Alison Curdt, who is both a PGA Master Professional and LPGA Master Professional based out of Wood Ranch Golf Club in Simi Valley, Calif., says the first step to setting goals to improving performance in 2020 is to take a look back at 2019. If you kept any kind of stats, that’s a good place to start.
“Once you establish what the weak spot is, then you can build a strategy to improve your mechanics and performance,” Curdt says, who also holds a doctorate in psychology.
That strategy could involve seeking an instructor to work on those areas for you or simply practicing the specific areas of weakness. But you have to action to realize your goals, no matter what they are.
Not all golf resolutions, however, involve improving your scores. One goal we should also share is to simply enjoy the game more.
Brian Crowell, PGA director of golf at Osiris Country Club in Montgomery, N.Y., has some great suggestions in this area, and we could probably find applicable correlations to improving our life overall here.
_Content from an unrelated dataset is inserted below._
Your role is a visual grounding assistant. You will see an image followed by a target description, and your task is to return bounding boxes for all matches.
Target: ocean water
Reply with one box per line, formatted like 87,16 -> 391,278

Crowell, who has been a regular contributor to CBS’ Masters coverage as well as other media outlets, says for 2020, golfers could resolve to:
Embrace the opportunity to play with people they don’t know. “I would say many golfers avoid that. I would encourage the opposite,” he says.
Play more golf with family.
Introduce non-golfing family and friends to the game.
Arrive at the golf course earlier. “It gives you a more relaxed approach to the game, more time to loosen up and get comfortable,” he says. “You’re going to have a more enjoyable experience if you simply arrive at the golf course earlier. “
Improve your attitude by looking at every bad shot as a chance for a great recovery. “Ever since I started thinking that way, I never seem to get angry after a bad shot.”
Practice better. “Change your targets and change your clubs more frequently on the range. Rotate through the bag, change lies more often and change ground conditions more often so your practice is more like you play.”
Take a playing lesson.
Enjoy the escape. “Try playing without your phone. Maybe not the whole round, but just a hole or two…. If we can keep some level and escape out there, I think that’s really cool.”